La nouvelle du maintien arrive par le « kalou », rumeur deux à trois mois avant la libération. Rien d’officiel ! l’appelé doit faire face à partir de ce moment à toutes les rumeurs possibles et imaginables : suppression du maintien, maintien du maintien, réaffectation, guerre… qui ne sont pas sans conséquences sur la santé morale et physique.

La plupart d’entre eux dépérissent, deviennent quelques-mois plus tard de véritables loques, lorsque le maintien se confirme par leur seule présence à la caserne après la date prévue de leur libération. Rien ne filtre sur la durée du maintien. Les dirigeants sont muets, et ceux qui sont chargés de l’exécution très souvent embarrassés. Les projets échafaudés pendant deux ans tombent à l’eau : Un tel devra considérer que l’année universitaire est compromise, et tel autre devra chercher ailleurs la future compagne de sa vie, car les parents de la fille promise ont rompu « le contrat » de peur que « cela dure trop ». Quant aux parents des appelés maintenus, ils doivent observer la même période de maintien… de l’estomac vide, quand leur seul soutien est à l’armée.

Cette expérience de classes maintenus avant la parution du texte des lois et ordonannces du 31 mars 1977 est en fait une application avant terme de la disponibilité ; en somme, l’arbitraire multiplié par deux.

On peut d’ores et déjà noter quelques conséquences de cette mesure (la disponibilité) sur le comportement des appelés. Puisque rien ne réglemente le maintien pendant cinq ans, il est évident que l’appelé reste soumis à un arbitraire sans limites. Certains militaires de l’encadrement se sont d’ailleurs très rapidement saisis de cette nouvelle armée que leur offrait leur ministre, et l’ont utilisée sous la forme première : la menace du maintien de tout élément non soumis. C’est une armée contre la résistance passive des appelés. C’est l’obéissance, la soumission en échange de la libération. C’est pire que la prison.

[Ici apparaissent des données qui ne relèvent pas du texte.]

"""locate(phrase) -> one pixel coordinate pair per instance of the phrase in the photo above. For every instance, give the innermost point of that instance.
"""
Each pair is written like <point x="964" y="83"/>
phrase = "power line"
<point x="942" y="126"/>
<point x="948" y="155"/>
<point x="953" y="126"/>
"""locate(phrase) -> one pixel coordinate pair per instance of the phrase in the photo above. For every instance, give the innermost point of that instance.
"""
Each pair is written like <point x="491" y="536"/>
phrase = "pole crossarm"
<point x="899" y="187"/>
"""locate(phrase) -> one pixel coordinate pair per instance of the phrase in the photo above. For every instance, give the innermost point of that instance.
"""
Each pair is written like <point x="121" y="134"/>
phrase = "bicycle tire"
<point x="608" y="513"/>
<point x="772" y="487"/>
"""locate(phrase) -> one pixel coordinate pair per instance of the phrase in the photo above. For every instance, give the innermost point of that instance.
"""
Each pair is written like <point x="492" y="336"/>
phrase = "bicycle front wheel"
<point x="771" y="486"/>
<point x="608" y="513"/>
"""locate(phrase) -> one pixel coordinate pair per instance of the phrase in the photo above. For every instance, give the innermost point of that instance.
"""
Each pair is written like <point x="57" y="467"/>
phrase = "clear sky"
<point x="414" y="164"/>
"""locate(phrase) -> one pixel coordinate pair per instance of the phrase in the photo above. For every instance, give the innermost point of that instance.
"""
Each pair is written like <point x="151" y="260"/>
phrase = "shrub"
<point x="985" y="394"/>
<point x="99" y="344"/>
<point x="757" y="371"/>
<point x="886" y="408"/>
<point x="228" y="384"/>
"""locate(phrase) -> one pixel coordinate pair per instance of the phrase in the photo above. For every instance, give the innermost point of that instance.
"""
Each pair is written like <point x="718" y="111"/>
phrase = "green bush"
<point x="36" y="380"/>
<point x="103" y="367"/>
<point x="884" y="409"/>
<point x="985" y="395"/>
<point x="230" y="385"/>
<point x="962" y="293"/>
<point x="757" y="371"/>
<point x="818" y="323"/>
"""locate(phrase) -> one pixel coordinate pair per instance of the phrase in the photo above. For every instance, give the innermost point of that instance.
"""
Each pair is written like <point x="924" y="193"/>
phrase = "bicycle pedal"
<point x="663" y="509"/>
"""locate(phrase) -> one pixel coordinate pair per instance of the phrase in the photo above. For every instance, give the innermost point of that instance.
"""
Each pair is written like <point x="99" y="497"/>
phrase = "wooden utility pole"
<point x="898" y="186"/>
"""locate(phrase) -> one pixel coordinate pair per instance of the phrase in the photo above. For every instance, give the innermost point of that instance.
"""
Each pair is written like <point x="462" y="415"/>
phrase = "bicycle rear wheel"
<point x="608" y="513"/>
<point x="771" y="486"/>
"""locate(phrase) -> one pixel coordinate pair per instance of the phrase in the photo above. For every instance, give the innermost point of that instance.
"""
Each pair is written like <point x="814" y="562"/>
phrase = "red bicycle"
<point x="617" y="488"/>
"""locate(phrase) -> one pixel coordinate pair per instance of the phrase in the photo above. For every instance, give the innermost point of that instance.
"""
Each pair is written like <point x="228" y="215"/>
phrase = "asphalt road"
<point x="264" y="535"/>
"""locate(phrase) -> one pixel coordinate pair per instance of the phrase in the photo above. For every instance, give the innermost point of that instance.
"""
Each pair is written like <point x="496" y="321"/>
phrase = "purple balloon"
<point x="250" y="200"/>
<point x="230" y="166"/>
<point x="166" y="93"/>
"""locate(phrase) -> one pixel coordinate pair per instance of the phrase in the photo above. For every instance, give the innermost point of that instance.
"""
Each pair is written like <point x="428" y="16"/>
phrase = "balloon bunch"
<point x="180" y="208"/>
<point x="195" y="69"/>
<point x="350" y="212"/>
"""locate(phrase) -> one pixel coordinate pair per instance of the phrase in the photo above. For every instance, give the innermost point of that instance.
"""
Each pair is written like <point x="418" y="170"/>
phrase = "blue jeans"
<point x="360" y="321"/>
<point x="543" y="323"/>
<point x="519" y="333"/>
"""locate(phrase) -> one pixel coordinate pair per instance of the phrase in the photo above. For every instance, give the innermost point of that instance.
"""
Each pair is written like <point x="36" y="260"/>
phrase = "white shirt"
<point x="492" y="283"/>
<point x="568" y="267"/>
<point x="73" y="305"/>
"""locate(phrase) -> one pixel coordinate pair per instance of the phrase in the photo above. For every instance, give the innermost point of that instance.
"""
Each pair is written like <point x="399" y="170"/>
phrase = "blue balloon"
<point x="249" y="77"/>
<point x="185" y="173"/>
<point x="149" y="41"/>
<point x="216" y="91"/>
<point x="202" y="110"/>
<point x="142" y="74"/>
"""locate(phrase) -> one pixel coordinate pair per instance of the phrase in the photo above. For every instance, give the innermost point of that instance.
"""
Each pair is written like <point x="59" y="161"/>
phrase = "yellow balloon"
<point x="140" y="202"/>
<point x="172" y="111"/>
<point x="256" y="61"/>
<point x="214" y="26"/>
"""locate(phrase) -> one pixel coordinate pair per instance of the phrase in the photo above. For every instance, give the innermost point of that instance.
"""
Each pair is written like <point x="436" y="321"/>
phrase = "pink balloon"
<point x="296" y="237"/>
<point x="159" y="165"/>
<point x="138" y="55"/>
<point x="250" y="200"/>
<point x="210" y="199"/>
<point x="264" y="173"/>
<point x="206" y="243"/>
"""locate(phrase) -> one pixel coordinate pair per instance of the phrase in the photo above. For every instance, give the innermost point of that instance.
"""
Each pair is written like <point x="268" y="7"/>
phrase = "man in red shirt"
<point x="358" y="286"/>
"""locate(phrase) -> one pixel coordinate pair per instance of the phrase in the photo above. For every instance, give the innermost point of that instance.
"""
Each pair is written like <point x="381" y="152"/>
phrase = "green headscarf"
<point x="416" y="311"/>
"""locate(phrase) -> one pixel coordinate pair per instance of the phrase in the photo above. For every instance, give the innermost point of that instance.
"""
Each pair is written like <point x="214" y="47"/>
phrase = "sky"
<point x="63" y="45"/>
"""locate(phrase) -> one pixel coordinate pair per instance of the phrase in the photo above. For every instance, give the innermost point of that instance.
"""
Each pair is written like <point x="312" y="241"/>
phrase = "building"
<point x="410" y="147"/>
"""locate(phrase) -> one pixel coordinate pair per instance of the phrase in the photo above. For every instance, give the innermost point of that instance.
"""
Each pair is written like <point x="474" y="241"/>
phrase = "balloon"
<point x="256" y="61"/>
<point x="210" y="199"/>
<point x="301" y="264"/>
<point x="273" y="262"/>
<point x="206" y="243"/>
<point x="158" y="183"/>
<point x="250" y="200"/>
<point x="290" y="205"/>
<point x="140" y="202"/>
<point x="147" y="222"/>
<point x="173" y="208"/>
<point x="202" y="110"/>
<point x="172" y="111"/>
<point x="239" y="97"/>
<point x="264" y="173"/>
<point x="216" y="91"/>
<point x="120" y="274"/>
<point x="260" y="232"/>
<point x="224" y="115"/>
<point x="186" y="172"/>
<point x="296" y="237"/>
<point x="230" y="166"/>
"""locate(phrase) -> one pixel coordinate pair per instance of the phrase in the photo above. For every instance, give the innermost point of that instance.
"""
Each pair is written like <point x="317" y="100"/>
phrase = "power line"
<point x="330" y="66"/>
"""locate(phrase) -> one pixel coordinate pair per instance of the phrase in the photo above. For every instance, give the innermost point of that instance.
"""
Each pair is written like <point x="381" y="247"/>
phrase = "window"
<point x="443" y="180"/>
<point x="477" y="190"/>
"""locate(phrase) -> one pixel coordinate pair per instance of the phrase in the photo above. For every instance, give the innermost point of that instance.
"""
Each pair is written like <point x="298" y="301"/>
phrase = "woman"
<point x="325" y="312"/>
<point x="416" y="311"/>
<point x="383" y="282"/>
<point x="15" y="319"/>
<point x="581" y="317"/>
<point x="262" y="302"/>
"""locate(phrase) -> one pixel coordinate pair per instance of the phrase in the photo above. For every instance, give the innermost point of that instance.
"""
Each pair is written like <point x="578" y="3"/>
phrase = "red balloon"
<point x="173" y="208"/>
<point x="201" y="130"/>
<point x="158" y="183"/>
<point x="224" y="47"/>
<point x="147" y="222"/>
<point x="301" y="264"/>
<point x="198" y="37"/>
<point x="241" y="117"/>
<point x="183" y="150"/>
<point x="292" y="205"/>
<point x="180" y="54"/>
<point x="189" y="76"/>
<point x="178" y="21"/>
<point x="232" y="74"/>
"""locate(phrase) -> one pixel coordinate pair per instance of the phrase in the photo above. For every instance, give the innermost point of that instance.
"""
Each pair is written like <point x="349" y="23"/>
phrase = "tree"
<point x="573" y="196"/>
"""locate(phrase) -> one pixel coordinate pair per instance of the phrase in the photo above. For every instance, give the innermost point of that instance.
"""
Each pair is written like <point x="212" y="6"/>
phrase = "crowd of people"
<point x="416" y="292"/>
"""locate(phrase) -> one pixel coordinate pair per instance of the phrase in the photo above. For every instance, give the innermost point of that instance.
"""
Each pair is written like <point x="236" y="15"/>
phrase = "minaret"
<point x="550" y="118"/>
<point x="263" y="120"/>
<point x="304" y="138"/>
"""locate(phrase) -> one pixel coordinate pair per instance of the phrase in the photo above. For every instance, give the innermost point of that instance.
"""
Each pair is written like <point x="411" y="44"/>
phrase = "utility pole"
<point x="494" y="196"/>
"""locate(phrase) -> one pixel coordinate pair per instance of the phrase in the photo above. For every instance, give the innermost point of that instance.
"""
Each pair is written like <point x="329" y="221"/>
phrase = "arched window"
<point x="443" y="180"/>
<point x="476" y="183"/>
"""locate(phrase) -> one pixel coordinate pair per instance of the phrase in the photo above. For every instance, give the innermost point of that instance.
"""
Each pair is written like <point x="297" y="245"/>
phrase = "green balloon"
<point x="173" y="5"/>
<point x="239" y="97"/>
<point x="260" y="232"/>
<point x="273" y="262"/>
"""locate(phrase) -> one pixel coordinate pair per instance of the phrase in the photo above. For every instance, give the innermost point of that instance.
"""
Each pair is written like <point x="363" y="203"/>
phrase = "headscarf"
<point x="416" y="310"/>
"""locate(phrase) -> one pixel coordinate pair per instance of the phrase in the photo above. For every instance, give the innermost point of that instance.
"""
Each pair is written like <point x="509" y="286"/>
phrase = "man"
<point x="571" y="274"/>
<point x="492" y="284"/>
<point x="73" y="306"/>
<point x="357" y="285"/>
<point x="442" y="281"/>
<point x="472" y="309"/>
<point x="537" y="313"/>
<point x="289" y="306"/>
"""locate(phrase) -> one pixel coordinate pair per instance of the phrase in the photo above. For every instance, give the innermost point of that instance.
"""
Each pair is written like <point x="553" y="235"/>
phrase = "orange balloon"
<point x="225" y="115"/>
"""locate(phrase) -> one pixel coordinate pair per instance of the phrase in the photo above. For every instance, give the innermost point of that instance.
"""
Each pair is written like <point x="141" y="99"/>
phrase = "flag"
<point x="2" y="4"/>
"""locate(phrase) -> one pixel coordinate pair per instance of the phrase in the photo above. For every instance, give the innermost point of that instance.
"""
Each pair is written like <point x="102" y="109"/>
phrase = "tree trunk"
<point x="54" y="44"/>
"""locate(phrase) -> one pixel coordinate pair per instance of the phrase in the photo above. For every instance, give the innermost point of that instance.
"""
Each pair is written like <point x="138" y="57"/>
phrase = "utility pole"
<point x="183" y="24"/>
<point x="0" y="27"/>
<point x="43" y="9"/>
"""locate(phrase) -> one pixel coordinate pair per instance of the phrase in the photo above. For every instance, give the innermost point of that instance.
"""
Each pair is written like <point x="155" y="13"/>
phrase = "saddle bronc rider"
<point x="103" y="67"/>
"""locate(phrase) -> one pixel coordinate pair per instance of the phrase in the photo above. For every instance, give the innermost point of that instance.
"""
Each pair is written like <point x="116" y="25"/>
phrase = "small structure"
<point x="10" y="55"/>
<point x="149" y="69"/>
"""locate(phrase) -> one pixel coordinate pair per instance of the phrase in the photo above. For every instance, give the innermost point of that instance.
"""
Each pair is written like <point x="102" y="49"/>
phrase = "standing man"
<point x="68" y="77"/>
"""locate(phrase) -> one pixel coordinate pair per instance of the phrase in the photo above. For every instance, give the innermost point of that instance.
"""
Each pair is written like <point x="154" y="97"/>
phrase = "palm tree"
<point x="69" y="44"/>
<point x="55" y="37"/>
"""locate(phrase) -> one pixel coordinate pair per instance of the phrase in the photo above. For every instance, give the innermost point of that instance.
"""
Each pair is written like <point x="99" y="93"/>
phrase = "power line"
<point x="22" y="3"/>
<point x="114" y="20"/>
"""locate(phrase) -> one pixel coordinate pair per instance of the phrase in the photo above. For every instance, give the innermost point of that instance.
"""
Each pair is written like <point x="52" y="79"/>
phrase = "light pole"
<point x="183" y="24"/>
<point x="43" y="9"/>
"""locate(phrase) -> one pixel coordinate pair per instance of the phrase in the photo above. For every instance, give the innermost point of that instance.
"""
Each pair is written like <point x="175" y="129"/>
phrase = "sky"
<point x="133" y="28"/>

Les premières réactions des appelés ont été très significatives à ce point de vue. « Il va falloir se garer ». Ceux qui étaient peu sensibles jusque-là aux punitions habituelles (prisons, consignes…) et se permettaient une insoumission totale, ont reculé dans un premier temps.

Si la crainte du maintien par la voie de la disponibilité influe sur le comportement dès l’entrée à la caserne, la libération après deux ans ne supprime pas cet effet. Même revenir à la vie civile, le jeune Algérien se considère encore comme sursistaire et cela pendant les vingt-cinq années d’arbitraire qui lui « restent à tirer ». La mence du retour à la caserne alliée au matraquage idéologique quotidien vise à faire de lui un être soumis.

Tel est donc le but visé par le pouvoir : Anesthésier la jeunesse algérienne, casser à l’avance toute idée de révolte.

La disponibilité constitue, dans cet arsenal de guerre contre les jeunes, la menace à court terme. Les différentes réserves (20 ans) n’en comportent pas moins de dispositions tout aussi dictatoriales les unes que les autres et dirigées contre l’ensemble du peuple algérien, puisque leur durée d’application ne s’achève, sur le texte du moins, que pour les Algériens de plus de 50 ans. Leur but est clair et peut être résumé par les dispositions suivantes :

1 – Les périodes d’entretien de 27 jours par an.

Quand on sait qu’apprendre à tirer ne nécessite que quelques heures, on se demande si ces périodes ne sont pas destinées à remettre les gens dans la situation d’obéissance et de soumission totale qui caractérisent l’instruction militaire.

2 – Le rappel « par ordre individuel », ainsi que le maintien individuel (alors que jusque-là l’ensemble de la classe était concerné) sont sans aucun doute les décisions qui limitent le plus la liberté des citoyens. Toute personne jugée dangereuse par les autorités peut être neutralisée à tout moment par un nouveau séjour à la caserne et notamment dans les « unités spéciales ».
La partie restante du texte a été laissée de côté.